Buat kami di Gerakan PIS, kami memahami dan menghormati perasaan umat Islam yang tersinggung. Al-Qur’an adalah teks suci, wajar jika ada rasa terluka ketika ayatnya dijadikan bahan candaan. Tapi istilah “penistaan agama” adalah kategori hukum. Itu bukan label sosial yang bisa ditempelkan hanya karena viral dan ramai. Ada unsur pidana yang harus dibuktikan secara objektif. Kita perlu membedakan antara niat menyerang agama dengan kelalaian, ketidaktahuan, atau humor yang keliru.
Kami mendukung proses hukum yang proporsional. Jika ada unsur pidana, biarkan aparat membuktikan, jangan ada penghakiman sendiri dari masyarakat. Tidak boleh ada kekerasan, tidak boleh ada persekusi, tidak boleh ada mobilisasi kebencian.

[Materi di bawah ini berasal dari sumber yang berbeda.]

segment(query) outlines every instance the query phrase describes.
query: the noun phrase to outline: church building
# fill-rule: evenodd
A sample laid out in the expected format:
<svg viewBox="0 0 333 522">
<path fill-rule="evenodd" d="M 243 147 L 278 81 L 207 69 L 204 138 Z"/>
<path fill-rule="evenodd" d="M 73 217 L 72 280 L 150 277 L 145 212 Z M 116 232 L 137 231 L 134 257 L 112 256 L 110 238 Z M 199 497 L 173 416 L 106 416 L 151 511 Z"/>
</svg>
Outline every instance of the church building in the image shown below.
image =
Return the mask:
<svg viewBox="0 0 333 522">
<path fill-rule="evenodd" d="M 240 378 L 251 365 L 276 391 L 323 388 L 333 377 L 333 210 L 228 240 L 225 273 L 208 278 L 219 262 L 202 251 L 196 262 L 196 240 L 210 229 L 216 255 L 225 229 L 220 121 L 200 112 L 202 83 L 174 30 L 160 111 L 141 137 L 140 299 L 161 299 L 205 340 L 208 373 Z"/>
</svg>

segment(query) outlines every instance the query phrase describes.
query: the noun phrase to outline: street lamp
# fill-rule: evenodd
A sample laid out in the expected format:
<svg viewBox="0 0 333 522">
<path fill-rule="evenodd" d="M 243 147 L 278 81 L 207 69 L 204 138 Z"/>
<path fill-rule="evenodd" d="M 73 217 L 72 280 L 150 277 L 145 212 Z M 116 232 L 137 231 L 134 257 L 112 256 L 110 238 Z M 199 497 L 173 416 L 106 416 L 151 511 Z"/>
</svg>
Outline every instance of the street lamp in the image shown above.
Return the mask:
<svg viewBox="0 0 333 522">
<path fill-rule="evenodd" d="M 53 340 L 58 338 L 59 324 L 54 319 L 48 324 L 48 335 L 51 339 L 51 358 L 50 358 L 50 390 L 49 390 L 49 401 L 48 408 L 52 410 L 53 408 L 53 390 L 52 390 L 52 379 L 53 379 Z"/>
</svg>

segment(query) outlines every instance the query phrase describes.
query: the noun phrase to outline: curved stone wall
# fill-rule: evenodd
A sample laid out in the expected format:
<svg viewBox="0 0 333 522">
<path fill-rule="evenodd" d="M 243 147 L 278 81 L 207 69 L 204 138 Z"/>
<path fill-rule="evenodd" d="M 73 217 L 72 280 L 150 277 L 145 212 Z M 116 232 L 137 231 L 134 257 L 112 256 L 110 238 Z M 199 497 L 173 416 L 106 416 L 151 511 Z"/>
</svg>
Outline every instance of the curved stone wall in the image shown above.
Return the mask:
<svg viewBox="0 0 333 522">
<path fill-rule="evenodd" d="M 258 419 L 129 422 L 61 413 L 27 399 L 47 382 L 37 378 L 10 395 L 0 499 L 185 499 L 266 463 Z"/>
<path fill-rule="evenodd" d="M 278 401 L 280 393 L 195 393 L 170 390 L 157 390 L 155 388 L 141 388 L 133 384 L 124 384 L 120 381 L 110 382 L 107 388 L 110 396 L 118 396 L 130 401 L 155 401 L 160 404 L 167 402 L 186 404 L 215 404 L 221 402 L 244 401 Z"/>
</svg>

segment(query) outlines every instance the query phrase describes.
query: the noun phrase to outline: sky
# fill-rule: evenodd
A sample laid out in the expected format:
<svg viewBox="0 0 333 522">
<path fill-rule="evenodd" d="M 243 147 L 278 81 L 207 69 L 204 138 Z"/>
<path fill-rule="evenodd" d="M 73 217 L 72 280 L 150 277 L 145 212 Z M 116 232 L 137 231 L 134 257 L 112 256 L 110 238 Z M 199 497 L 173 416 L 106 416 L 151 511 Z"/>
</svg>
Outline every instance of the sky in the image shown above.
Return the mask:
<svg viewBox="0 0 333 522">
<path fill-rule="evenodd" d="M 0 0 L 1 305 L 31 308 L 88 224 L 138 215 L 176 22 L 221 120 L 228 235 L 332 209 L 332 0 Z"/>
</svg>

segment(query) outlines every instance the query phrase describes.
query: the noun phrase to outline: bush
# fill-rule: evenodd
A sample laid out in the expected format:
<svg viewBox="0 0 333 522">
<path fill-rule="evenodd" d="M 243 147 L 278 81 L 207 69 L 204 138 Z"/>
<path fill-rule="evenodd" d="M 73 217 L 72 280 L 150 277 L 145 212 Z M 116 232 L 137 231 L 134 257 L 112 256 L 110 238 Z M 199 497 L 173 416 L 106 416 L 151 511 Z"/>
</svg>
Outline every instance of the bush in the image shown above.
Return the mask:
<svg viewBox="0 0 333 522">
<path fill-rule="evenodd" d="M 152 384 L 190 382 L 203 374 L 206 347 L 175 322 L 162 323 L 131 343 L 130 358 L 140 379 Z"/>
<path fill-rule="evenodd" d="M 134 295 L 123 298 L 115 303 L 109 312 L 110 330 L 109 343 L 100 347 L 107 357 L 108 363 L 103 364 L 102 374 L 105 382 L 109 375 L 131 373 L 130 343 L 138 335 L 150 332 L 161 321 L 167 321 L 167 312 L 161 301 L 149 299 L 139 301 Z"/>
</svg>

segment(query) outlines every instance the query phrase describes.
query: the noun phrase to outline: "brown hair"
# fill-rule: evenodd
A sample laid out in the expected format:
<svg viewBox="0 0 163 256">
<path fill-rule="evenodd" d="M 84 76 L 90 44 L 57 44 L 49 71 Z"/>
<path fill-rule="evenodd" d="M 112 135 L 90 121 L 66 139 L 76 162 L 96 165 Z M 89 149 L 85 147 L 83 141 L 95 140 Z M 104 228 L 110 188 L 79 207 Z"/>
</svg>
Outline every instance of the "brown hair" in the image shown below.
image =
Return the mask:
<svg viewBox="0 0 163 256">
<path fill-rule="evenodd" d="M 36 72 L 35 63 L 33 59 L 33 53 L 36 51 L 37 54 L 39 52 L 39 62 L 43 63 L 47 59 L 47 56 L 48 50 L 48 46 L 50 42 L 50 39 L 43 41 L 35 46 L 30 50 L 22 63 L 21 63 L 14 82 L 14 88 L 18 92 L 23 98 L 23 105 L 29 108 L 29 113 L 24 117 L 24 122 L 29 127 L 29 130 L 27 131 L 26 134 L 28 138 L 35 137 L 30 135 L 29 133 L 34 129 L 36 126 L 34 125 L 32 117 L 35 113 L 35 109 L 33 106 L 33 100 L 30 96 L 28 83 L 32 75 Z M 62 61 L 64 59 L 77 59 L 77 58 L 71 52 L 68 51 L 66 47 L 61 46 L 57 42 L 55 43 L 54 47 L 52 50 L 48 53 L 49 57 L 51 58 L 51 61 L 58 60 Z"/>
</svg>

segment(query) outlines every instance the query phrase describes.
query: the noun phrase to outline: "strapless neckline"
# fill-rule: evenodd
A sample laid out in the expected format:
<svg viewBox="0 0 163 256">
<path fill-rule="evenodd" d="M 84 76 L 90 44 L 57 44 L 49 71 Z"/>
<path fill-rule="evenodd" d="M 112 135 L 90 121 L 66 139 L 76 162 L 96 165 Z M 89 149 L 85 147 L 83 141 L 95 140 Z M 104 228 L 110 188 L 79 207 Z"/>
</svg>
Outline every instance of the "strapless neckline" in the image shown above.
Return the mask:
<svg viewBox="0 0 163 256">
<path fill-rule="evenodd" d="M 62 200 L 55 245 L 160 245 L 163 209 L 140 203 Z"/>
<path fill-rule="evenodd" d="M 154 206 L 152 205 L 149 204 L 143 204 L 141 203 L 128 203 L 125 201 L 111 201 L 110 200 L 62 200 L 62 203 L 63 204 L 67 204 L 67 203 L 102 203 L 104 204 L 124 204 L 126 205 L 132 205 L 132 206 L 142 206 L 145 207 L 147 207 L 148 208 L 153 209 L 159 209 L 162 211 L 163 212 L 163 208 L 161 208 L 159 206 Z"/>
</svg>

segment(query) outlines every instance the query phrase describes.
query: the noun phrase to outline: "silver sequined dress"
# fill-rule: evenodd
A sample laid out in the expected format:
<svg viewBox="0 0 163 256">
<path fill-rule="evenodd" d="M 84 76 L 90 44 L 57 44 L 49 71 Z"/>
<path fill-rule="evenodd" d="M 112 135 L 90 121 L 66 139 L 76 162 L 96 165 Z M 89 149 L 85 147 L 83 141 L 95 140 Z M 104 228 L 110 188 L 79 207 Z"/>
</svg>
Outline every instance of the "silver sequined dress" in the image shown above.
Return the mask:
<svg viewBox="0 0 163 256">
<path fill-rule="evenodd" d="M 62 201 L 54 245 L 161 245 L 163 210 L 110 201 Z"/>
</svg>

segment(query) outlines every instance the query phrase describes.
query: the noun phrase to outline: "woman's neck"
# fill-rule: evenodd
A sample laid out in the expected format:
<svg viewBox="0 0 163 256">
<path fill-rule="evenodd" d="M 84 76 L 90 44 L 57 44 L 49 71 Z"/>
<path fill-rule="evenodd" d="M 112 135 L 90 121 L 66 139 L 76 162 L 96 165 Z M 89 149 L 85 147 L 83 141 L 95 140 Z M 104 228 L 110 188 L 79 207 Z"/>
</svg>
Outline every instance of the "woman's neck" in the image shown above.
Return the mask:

Kasus ini jadi pengingat keras: di era konten, satu kalimat bisa jadi bara. Tapi respons kita sebagai masyarakat juga menentukan, mau membesarkan api, atau menyelesaikan masalah dengan kepala dingin. Karena pada akhirnya, hukum harus jadi ruang keadilan, bukan panggung pelampiasan emosi. Yuk jadi konten kreator yang bijak!